En mettant en avant les acteurs souvent vus comme secondaires dans le conflit, Westad insiste sur la nécessité d’une étude globalisée de la guerre froide. 3 arguments permettent de justifier la pertinence d’une telle démarche. Tout d’abord, le globe, dans son ensemble, a été le théâtre du conflit. Ensuite, et c’est tout l’intérêt d’une histoire globalisée, des événements géopolitiques survenus dans des espaces différents s’impactent mutuellement. On peut prendre l’exemple de la guerre de Corée. Celle-ci provoque un infléchissement de la politique américaine vis-à-vis de la guerre d’Indochine. Désormais, les Etats-Unis s’engagent pleinement à soutenir la France, motivés par leur anticommunisme, et ce malgré un discours anticolonialiste.

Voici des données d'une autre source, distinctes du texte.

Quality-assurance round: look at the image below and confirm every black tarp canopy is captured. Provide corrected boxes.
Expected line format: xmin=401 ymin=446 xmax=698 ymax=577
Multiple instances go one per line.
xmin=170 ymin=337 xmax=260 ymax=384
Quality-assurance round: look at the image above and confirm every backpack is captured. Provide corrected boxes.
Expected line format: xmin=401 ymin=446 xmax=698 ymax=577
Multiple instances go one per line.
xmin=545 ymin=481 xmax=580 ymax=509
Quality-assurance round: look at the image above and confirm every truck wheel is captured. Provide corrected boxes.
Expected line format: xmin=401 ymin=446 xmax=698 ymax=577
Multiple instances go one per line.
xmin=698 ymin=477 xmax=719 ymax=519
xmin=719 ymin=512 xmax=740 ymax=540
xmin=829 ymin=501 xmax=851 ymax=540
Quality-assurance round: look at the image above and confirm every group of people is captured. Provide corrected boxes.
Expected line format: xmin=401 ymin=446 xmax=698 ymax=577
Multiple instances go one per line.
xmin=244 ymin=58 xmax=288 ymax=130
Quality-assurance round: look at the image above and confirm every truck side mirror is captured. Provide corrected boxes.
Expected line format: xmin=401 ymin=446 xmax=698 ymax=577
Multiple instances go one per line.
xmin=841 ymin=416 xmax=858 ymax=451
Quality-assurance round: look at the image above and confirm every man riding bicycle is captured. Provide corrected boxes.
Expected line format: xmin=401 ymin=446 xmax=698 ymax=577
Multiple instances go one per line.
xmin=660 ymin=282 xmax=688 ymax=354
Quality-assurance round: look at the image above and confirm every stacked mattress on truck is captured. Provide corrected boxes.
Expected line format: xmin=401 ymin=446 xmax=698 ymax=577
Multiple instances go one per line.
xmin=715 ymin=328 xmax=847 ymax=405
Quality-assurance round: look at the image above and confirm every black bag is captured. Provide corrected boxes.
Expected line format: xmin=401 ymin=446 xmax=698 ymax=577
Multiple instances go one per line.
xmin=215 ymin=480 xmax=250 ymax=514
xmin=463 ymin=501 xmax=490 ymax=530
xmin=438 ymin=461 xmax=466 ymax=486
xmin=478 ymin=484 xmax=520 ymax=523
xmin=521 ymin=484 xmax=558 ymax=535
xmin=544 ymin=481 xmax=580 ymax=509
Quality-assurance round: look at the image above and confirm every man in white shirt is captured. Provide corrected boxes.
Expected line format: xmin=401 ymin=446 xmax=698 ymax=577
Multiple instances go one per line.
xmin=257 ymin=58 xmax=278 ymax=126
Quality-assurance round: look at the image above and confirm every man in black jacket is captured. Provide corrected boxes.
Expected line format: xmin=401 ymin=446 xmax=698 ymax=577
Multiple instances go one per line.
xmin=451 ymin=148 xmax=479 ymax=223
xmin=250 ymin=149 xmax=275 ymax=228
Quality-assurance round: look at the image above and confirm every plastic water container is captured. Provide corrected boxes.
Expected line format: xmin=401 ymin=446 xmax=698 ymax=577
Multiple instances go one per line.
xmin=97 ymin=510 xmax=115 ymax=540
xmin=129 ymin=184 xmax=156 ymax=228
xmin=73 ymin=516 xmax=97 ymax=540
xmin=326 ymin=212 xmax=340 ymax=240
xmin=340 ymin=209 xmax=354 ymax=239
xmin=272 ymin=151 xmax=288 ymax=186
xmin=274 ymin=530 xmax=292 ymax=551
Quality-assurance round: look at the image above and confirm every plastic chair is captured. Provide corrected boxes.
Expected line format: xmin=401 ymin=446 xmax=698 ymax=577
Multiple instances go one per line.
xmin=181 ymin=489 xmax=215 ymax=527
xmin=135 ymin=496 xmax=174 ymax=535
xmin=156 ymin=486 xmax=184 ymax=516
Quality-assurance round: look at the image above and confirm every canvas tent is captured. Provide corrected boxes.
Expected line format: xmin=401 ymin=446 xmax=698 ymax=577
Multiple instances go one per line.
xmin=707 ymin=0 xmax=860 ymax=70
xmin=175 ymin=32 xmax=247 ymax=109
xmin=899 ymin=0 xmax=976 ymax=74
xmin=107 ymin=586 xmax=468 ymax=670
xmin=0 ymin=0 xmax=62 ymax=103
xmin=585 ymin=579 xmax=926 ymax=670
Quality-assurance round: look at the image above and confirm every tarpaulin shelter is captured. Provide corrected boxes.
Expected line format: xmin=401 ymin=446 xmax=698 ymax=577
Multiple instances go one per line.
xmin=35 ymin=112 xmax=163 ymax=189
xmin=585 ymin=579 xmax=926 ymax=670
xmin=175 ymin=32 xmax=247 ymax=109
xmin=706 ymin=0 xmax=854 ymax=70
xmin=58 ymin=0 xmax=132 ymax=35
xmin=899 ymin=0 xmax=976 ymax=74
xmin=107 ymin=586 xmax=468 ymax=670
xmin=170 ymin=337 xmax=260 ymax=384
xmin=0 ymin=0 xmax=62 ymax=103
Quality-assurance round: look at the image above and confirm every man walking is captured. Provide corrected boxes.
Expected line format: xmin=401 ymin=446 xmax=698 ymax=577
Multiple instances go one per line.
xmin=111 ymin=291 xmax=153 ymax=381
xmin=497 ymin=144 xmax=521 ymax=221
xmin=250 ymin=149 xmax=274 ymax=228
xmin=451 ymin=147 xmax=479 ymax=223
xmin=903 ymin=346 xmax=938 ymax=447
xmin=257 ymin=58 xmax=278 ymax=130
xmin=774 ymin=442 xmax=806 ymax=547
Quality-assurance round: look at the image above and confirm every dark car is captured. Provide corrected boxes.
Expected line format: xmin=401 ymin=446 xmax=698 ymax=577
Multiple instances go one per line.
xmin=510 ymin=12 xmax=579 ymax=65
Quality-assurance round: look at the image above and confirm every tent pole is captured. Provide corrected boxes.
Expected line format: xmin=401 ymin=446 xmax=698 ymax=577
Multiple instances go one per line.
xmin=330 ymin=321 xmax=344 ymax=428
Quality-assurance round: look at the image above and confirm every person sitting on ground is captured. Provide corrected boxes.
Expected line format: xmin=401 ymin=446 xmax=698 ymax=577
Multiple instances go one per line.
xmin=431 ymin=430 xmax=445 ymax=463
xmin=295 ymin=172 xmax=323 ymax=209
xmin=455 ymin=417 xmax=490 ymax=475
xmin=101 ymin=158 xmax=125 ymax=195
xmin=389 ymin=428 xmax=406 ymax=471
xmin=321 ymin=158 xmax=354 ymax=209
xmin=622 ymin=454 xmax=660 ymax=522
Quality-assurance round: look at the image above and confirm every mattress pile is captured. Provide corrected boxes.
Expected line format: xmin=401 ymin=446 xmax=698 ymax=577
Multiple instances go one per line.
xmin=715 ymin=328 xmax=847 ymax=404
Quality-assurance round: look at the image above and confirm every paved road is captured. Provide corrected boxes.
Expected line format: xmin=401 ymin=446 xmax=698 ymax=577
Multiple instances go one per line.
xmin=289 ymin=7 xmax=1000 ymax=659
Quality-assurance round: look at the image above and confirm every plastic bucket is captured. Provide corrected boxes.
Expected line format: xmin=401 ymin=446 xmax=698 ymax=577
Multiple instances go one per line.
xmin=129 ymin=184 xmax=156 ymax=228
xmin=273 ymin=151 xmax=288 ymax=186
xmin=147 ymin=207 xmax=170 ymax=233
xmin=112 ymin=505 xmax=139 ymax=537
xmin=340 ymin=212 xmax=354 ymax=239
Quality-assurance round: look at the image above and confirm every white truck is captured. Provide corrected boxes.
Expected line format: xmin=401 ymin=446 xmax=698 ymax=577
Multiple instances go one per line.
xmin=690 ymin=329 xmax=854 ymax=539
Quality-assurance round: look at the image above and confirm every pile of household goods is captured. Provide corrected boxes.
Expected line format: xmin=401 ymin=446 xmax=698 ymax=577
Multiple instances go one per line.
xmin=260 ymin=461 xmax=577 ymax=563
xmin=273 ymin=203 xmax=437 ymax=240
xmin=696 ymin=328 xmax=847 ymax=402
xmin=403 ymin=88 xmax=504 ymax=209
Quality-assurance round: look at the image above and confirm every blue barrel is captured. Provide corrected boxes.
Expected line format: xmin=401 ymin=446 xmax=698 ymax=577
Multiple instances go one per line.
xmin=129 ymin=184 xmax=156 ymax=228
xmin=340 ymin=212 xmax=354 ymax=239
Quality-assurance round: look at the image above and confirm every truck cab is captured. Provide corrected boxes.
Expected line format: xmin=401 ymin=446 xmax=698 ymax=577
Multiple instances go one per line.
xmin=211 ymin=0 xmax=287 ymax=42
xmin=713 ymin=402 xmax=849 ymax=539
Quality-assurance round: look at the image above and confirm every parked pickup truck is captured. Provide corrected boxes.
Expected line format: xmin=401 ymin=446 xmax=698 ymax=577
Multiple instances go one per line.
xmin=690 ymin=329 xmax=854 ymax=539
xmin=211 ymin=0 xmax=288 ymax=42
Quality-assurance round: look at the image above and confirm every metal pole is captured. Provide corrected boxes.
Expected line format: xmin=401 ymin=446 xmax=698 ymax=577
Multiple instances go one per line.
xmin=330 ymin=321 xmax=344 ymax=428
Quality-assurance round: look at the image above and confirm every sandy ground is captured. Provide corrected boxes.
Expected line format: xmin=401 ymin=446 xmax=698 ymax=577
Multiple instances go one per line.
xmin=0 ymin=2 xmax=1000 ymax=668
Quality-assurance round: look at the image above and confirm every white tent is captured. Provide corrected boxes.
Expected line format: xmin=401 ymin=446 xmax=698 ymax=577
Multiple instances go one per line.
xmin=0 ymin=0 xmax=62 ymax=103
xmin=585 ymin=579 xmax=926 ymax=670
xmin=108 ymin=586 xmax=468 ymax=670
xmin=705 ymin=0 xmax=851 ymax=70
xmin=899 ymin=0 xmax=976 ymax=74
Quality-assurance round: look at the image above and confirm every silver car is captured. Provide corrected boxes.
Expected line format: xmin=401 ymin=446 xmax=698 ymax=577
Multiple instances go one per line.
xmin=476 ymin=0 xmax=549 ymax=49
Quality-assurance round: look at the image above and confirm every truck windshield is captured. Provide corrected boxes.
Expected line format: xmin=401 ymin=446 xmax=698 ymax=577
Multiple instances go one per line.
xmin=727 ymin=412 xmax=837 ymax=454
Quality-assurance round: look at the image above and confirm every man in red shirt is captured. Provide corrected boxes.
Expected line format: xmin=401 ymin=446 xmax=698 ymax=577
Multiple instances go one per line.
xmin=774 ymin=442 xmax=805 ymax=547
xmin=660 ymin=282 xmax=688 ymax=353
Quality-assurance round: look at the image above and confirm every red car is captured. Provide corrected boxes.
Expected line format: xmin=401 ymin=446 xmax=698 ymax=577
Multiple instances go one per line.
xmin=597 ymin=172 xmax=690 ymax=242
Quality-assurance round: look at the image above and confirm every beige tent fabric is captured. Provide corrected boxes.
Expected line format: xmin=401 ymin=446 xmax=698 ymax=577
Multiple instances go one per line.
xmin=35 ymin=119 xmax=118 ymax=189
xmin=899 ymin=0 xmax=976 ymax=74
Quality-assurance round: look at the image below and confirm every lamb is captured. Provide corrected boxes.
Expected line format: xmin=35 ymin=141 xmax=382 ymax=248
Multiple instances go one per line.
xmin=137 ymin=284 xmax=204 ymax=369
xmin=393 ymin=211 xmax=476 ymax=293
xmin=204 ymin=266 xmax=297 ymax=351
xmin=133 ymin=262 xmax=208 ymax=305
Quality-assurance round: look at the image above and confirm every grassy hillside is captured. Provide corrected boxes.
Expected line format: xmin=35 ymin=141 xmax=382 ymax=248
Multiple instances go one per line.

Enfin, la guerre froide ne régit pas seulement les relations internationales. Elle exerce une influence bien réelle sur la politique intérieure de l’ensemble des pays du globe. L’implication de la CIA dans le renversement de Mossadegh en Iran en 1953 constitue un exemple pertinent. L’événement n’est pas seulement motivé, comme le croit souvent, par une volonté de garder la main sur les ressources pétrolières, mais l’objectif est aussi d’empêcher que l’URSS y étende son influence. Un autre exemple intéressant est le chapitre sur l’Inde. Assez inattendu, ce passage nous permet d’illustrer concrètement comment la guerre froide s’immisce au sein d’un pays qui se veut pourtant non-aligné. Malgré sa neutralité, l’Inde est au confrontée, dans sa politique intérieure comme extérieure, aux enjeux de la guerre froide. Etats-Unis et URSS cherchent le soutien indien, tandis que la Chine communiste apparaît comme une menace proche.  Cela influe aussi les relations avec le Pakistan et la communauté musulmane intérieure.

Une autre vision des Deux Grands dans la Guerre froide

L’idée reçue des « Deux Grands » agissant uniquement dans leurs intérêts et sans se soucier des autres est largement remise en cause. Tous les dirigeants américains et soviétiques, Staline compris, ont été soucieux d’entretenir des relations correctes avec leurs alliés et de ne jamais rompre totalement avec le camp ennemi. Au sein de l’OTAN, Les États-Unis ont favorisé un système de prise de décision consensuelle. Côté soviétique, des efforts ont été faits pour tempérer les velléités du Nord-Vietnam ou des Viêt-Congs sud-vietnamiens. L’objectif était alors d’améliorer les relations avec les États-Unis. Westad nous rappelle d’ailleurs comment un dirigeant comme Nasser, président égyptien et leader du mouvement du tiers-monde, a su exploiter la rivalité américano-soviétique pour parvenir à faire bâtir son barrage à Assouan.

Dans le même temps, Il est intéressant d’observer les dirigeants Américains et Soviétiques analysaient le monde selon la grille quasiment unique de la guerre froide. Cela a pu les conduire à mal interpréter la montée d’autres courants politiques émergents. Ils semblent avoir mal compris le nationalisme arabe ou encore l’islamisme politique, en particulier en Iran. On en connaît les conséquences aujourd’hui.

Cela nous permet d’insister sur l’importance que Westad aux représentations des différents acteurs. Celles des dirigeants des superpuissances sont évidemment mises en avant. Pour autant, il n’oublie pas de mettre en avant les représentations des opinions publiques. L’auteur s’inscrit alors pleinement dans une démarche géopolitique. En précisant les modes de pensée, les convictions des protagonistes, il nous permet de comprendre les politiques mises en place. En s’intéressant à l’opinion publique, il nous montre comment le contexte et les événements sont perçus par les populations. Se faisant, son propos est contextualisé et échappe à la téléologie. Nous comprenons alors pourquoi certains événements mineurs de la guerre froide ont eu une importance considérable aux yeux des contemporains et, inversement, pourquoi certains moments clés de la guerre froide n’ont pas été perçus comme tels à leur époque.

Cette histoire mondiale de la guerre froide est donc un ouvrage complet, qui ouvre des perspectives chronologiques et spatiales. Il nous permet également de comprendre la place considérable du conflit dans les relations internationales et les politiques intérieures. Enfin, il nous permet d’élargir le regard sur les nombreux acteurs de cette période, dont l’analyse ne se limite plus seulement en un affrontement entre deux superpuissances.